Friday, June 6, 2008

Does The Flu Shot Cause Nausia

The Grail and the mysteries of San Marco Freemasonry and Rosicrucian Movement



The city of Venice is full of legends on ancient Christian relics also given the close economic relations with the Eastern world, and so obviously could not miss stories about Templars and the mystic Grail, the cup in which, according to legend, Joseph of Arimathea collected the blood of Christ.

The path this great relic in the city is one that leads to Constantinople, now Istanbul, a city conquered by the Crusaders and closely linked to the capital of Veneto. In particular, precisely during the Fourth Crusade knights and merchants brought to the city Middle Eastern culture and traditions as well as many treasures from the Turkish city as the four horses of copper present on the Basilica of San Marco and that they had the tradition of beautiful rubies for eyes.
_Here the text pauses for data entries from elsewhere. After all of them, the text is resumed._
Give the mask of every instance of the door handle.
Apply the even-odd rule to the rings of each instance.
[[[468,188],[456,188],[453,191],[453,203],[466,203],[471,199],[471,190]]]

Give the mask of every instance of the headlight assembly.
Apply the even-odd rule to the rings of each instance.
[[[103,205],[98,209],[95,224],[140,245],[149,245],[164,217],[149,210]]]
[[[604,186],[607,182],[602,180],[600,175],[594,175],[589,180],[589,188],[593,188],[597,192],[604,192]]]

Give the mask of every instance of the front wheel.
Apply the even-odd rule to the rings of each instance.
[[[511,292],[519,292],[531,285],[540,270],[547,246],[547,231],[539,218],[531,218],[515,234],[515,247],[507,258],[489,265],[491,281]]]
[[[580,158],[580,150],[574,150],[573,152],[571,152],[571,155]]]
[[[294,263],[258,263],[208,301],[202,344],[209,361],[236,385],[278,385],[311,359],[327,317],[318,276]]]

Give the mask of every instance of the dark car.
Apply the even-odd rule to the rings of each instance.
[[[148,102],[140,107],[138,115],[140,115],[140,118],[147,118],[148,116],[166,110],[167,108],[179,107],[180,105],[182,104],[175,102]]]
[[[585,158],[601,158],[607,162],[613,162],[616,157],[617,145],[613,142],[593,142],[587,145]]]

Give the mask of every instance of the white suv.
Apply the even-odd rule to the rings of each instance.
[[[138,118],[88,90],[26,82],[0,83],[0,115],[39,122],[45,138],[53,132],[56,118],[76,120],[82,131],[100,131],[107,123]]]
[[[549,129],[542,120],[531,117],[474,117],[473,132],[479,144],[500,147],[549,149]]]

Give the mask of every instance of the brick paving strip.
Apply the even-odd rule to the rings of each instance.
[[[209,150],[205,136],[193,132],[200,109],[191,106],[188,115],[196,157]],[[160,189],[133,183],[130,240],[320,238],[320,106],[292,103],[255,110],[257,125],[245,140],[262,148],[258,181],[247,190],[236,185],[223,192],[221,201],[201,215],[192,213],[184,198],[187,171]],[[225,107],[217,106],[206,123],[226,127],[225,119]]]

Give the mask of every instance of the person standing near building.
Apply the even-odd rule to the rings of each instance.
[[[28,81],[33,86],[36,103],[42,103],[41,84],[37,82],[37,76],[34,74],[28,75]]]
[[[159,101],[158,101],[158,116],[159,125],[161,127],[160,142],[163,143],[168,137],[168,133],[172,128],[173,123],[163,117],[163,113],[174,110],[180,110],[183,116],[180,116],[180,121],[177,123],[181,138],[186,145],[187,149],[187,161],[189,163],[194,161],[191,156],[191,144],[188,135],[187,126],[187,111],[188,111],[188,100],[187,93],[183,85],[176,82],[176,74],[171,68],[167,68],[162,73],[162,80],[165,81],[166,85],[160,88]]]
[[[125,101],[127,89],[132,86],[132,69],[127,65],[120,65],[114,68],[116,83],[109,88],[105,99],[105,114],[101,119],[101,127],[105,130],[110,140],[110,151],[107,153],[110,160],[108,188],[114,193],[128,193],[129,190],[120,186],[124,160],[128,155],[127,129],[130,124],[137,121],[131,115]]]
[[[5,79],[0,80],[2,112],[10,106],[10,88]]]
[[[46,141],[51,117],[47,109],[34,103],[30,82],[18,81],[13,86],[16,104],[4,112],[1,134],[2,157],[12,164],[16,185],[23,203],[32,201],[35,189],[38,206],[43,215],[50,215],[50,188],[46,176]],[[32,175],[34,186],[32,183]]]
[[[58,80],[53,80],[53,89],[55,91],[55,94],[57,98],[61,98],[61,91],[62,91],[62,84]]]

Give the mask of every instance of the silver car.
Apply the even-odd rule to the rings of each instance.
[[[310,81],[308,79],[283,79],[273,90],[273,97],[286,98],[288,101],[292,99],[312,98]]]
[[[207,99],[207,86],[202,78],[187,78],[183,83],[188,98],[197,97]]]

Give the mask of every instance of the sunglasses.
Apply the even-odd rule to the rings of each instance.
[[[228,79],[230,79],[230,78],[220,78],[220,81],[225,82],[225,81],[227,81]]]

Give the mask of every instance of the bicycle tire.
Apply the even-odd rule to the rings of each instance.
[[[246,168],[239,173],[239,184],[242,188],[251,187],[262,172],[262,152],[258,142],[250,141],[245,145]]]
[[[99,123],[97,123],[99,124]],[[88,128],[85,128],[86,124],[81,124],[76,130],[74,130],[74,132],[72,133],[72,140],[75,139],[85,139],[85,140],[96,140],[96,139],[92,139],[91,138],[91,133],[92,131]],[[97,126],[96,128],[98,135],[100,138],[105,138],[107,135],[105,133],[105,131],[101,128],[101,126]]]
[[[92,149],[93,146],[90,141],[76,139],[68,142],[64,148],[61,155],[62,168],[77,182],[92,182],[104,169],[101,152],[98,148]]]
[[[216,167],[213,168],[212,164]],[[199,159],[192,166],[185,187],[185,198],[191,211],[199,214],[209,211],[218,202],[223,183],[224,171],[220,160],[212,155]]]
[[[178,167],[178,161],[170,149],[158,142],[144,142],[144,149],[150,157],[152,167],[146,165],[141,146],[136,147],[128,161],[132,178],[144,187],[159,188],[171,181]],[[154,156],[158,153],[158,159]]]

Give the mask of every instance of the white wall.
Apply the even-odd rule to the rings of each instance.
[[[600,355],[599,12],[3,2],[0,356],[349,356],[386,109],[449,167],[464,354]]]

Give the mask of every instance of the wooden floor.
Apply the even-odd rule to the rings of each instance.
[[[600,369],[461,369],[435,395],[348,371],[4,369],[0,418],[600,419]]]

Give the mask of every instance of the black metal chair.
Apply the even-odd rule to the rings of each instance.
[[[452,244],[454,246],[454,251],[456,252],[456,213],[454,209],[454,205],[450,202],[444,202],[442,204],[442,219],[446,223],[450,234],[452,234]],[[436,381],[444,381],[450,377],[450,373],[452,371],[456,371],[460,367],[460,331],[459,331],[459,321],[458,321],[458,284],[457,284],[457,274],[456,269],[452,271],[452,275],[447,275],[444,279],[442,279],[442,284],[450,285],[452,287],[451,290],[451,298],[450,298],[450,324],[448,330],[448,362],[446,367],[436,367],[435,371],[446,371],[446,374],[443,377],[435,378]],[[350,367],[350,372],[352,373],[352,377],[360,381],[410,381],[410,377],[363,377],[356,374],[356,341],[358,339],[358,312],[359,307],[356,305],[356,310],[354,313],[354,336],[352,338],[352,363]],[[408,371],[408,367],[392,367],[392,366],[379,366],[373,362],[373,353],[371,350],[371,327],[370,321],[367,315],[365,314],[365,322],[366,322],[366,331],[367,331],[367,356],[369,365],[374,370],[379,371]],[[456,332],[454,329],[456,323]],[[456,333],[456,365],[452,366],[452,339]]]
We know even from Constantinople would come from the Crown of Thorns of Jesus that Louis IX of France managed to escape the city to bring in France, at the Sainte Chapelle, then it would not be unthinkable that, in case it really existed, the Grail in his mystical journey had really arrived in the city.

The tradition wants it hidden in the throne of St. Peter, the seat where you would really sit the Apostle during his years at Antioch made up of a Muslim funeral stele and decorated with verses from the Quran today present in the church of San Pietro in Castello. It is said that this was then subsequently transferred to Bari, a city linked to the Venetian tradition of common interest such as the Saint Nicholas in the two cities share out the sacred relics. Some local traditions, then, they want the church of St. Barnabas had been buried the mummified body of a French crusader named Nicodemus Besant de-Mesurier, tied to the story of the translation of the mystical cup found in the area in 1612. In reality they have never been found documents about this gentleman.

The mysteries related to the Christian religion is not just about relics, but many are also traditions connected al'Inquisizione and Piazza San Marco, traces of memories narrow spread in one of the most beautiful squares in Italy and are often hidden in the eyes of the common traveler. Right corner of the Basilica, for example, there is a tradition that the stone used for the executions, while watching the first columns of the porch of the nearby Palazzo Ducale, we can see two different color from the others where, according to tradition, death sentences were read and performed in the square in front of or near the Campanile. That's so wonderful that the bell tower that stands in the square hides too gruesome memories, it is in the tradition of the execution of Cheb, in a cage iron suspended in a vacuum in which the condemned were exposed to public ridicule for long periods braving the weather and therefore the death almost as soon oncoming release. Also among the columns of the Ducal Palace, then, was offered the last hope of salvation, and in fact, on the side of the building that is offered to the sea was a column that still appears to stand consumed. The condemned was offered a last favor: if they were able to whirl around the same without ever falling from the narrow base on which rests, indeed impossible task.